その指の先では、涙の形のアクセサリーがぶら下がって揺れている。
それは、今日灯里がプレゼントしてきた、忘れな草のお守りだった。
帯に短く襷に長いそれを持て余した結果、長めのスマホストラップとして採用したのだ。
「あ、あぁ! これはなんか……文実の人がくれたんだよ。みんなもらってんじゃないかな、ハハ……」
「ふーん……?」
曖昧な物言いをするオレに、燐の瞳が猫のように光る。
彼女は、オレを試すようにじーっと表情を観察すると、
「灯里ちゃんからか〜」
「え、なんでわかった……⁉」
「かまかけただけだよ、純くん」
撃沈した。
燐のほうが数枚上手……というよりオレがあまりに下手なのだ。
へこむオレを尻目に、燐はオレのスマホを抜き取って、しげしげと観察すると、
「ぼっしゅ〜」
といって、ストラップを勝手に外し始めた。
「え、ちょ。なにしてんの」
「なんかムカつくから没収です」
「コラコラ……え、本気か?」
「背中押してあげたんだから、これくらいの意地悪は大目に見てほしいな〜?」
悪戯っぽい言い方とは裏腹に、彼女の瞳は爛々と光っていた。
その奥には、なにか得体の知れない強い意志が宿っている。
絶対に渡してやらんという、頑なさ。
オレは、その迫力に気圧されてしまった。
「……わかったよ。好きにしろ」
「やった。ありがと、純くん。叩き割って捨てよ〜」
燐は別の女から送られたお守りを、ウィンドブレーカーに仕舞い込む。
「え、ちょ、好きにしろとは言ったが……」
「冗談だよ〜、冗談」
「そうか、よかった……」
「せめて売るし」
「やめろって……」
炎の前で、ヒッヒッヒ、と笑うさまは、悪い魔女のようだった。
「あ、そうだ。純くん、なんか食べる〜? ちょうど今日カップ麺仕入れたんだ〜」
「いいよ。大事な食料だろ。それに、すぐ帰らないと」
「そっか〜」
「……燐さ、うちの文化祭とか来るか。来週の土日なんだけど」
燐は少し驚いたようにオレを見上げる。
用意してきた言葉とはいえ、女の子を誘っているという事実に、急に気恥ずかしさを覚えてきた。
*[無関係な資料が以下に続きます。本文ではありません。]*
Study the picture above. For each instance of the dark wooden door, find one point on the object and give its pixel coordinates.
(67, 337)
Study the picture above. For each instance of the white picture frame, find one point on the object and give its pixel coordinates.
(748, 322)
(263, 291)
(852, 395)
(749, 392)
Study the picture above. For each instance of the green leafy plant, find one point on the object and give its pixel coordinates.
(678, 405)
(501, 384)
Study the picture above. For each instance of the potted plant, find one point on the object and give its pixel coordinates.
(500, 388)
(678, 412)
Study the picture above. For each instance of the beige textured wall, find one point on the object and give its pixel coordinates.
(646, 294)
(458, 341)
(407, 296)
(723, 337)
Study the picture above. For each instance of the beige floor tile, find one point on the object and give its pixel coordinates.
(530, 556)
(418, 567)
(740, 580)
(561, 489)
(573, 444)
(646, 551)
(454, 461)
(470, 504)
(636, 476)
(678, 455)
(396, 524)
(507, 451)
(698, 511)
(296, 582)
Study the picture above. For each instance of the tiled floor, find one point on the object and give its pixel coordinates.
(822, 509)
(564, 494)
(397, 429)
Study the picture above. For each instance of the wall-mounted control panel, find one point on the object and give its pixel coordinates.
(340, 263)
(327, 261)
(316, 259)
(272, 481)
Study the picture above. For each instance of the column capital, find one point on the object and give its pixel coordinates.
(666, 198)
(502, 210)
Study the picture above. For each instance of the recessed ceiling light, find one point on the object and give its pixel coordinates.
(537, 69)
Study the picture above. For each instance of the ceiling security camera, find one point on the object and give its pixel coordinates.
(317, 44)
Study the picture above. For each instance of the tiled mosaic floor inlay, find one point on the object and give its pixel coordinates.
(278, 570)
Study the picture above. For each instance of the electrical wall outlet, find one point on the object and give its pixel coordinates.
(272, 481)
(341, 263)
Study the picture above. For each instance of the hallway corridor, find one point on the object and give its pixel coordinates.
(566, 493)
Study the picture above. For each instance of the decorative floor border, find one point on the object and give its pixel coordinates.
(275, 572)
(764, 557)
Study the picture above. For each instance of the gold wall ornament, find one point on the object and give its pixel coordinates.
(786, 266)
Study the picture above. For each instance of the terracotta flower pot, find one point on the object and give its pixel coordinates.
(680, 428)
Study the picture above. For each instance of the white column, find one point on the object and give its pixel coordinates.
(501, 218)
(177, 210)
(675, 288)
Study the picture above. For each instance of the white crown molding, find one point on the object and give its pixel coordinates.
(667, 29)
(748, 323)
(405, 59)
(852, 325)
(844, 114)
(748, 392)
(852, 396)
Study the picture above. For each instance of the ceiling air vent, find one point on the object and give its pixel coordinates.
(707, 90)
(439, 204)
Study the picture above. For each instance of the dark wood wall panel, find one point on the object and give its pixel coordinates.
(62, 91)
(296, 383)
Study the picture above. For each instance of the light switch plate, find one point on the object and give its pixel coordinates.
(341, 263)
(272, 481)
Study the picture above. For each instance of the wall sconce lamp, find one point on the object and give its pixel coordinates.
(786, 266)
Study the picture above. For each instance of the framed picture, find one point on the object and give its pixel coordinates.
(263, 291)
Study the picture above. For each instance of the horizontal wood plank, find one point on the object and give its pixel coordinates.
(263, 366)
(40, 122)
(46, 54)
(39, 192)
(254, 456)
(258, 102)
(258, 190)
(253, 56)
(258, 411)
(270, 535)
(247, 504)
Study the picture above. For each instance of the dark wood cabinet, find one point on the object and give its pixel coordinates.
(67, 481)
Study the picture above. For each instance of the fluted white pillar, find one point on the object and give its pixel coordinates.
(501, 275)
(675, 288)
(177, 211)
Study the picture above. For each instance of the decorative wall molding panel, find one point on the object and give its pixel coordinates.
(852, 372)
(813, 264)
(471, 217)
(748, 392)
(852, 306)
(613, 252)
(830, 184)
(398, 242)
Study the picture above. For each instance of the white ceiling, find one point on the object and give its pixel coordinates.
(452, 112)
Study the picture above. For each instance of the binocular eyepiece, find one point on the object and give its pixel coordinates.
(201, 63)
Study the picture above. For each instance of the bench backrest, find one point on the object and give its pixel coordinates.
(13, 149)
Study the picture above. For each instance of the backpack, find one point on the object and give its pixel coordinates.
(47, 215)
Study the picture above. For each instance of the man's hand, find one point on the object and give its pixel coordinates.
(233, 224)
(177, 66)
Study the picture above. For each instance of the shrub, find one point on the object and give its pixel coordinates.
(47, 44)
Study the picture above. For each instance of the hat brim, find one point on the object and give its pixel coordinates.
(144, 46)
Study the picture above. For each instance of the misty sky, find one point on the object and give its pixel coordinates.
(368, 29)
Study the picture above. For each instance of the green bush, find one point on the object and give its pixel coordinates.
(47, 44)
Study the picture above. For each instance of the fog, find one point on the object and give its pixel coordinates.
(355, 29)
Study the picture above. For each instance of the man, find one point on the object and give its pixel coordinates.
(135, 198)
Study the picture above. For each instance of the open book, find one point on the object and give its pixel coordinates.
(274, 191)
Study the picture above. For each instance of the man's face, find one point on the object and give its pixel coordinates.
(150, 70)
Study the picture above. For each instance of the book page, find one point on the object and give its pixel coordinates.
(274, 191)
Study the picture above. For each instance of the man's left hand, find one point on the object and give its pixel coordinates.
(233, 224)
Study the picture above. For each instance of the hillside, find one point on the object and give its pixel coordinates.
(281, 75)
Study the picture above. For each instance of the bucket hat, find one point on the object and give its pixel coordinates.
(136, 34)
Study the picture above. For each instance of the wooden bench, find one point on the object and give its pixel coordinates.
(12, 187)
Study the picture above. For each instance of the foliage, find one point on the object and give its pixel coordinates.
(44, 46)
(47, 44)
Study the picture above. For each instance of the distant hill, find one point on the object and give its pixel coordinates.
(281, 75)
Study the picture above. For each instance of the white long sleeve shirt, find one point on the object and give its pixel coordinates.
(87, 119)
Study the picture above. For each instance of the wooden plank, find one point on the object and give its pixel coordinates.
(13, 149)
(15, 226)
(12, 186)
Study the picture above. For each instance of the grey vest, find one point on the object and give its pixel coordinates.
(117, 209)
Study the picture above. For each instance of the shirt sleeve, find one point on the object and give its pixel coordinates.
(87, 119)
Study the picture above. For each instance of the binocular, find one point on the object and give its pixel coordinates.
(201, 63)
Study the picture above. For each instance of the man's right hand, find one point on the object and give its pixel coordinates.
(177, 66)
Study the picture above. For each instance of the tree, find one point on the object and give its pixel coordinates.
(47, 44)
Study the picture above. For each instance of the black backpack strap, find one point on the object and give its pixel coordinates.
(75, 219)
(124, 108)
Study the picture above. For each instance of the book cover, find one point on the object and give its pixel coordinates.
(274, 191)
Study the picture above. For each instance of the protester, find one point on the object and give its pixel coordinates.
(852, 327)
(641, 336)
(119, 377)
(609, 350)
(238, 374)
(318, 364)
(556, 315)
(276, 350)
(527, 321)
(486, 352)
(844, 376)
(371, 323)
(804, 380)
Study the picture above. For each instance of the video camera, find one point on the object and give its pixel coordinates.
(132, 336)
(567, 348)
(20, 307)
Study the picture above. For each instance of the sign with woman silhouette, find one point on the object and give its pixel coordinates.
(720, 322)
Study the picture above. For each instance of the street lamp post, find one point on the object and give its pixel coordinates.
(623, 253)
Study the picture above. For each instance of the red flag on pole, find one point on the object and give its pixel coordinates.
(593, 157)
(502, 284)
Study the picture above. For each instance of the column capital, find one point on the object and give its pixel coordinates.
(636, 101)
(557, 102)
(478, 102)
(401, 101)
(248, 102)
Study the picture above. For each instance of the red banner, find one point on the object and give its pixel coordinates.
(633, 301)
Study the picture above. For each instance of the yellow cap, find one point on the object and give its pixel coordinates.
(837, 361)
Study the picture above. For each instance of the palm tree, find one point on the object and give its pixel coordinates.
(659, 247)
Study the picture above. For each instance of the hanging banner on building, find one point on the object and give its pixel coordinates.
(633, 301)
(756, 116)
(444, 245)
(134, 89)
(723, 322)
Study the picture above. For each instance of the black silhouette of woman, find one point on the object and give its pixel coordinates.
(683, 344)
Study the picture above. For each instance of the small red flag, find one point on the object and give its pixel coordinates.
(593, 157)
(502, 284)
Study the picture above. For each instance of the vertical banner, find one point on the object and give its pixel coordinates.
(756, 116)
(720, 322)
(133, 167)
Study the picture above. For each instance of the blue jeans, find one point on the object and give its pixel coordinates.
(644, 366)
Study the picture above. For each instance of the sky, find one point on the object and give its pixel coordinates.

「あの……お、お礼っていうかさ! 燐も、いつもの生活から離れられると、気分転換になっていいんじゃねぇかなって!」
「……うーん」
燐はオレの予想に反して、曖昧な笑みを浮かべたまま、黙ってしまった。
勝手に舞い上がったテンションが、急落していくのを感じる。
「やっぱ嫌か……? そりゃ嫌だよな、知らない学生がはしゃいでるとこに行ったってツラいだけ……」
「ううん、嬉しいよ。行きたい。けど……微妙なタイミングだなぁって……」
「タイミング? なにか用事でもあるのか?」
「あるというか、ないことがあるというか……」
「どういうことだ……?」
「まァ、いっか。じゃあ、土曜日行くね! 待ち合わせは、どこにする?」
なんだかわからんが、自己解決してしまったらしい。
「あぁ、正門でいいかな。あ、場所わかるか?」
「うん、寮までいくときに通りかかったことあるよ。わかる」
「そっか。じゃあそこで」
パキパキ、と銀の火鉢のなかで火花が爆ぜる。
段々、火の勢いが弱まり、照度が落ちているような気がした。
「あのさ。時間を決めていい?」
燐は、そんな焚き火を見つめながら、神妙な顔つきで言った。
「あ? あぁ、やっぱ用事か。いいぞ、何時がいい?」
「十五時」
彼女の口から出たのは、意外な時刻だった。
「十五……? 随分遅いけど、午前中に――」
「十五時までに迎えに来て」
それは、有無を言わさないような口調で。
そのズレた指定にオレはわずかに笑ってしまった。
「なんだそりゃ。ちょっとシンデレラみたいだな」
「たしかに〜」
彼女も彼女で、クスリと笑う。
「でも、ホームレスはガラスの靴なんて立派な物持ってないからね。いるうちに捕まえないと、もう見つからないから」
「わかったよ、ちゃんと行く。じゃあ、十一時に集合しよう。そのときは開祭式とか終わってるから」
「うん」
彼女は無言で、小指を出す。
その意味を悟ったオレは、指切りする。
「あーし、楽しみに待ってる」
「おう」
燐は、柔らかく目を細める。
その姿は、焚き火の残光に溶けていきそうなほど儚くて、切ない光景に見えた。
「……んじゃ、時間だから帰るな」
「うん、またね」
彼女は、草の生えた地面に座ったままオレを見送る。
振り返ると、いつまでもいつまでも、手を振っている。
燐は今、どんなことを考えているんだろう……
こんな場所に独り、置いていかれて。
火に照らされた領域は、オレが足を運ぶほどに小さくなり、公園の闇に紛れ、消えていく。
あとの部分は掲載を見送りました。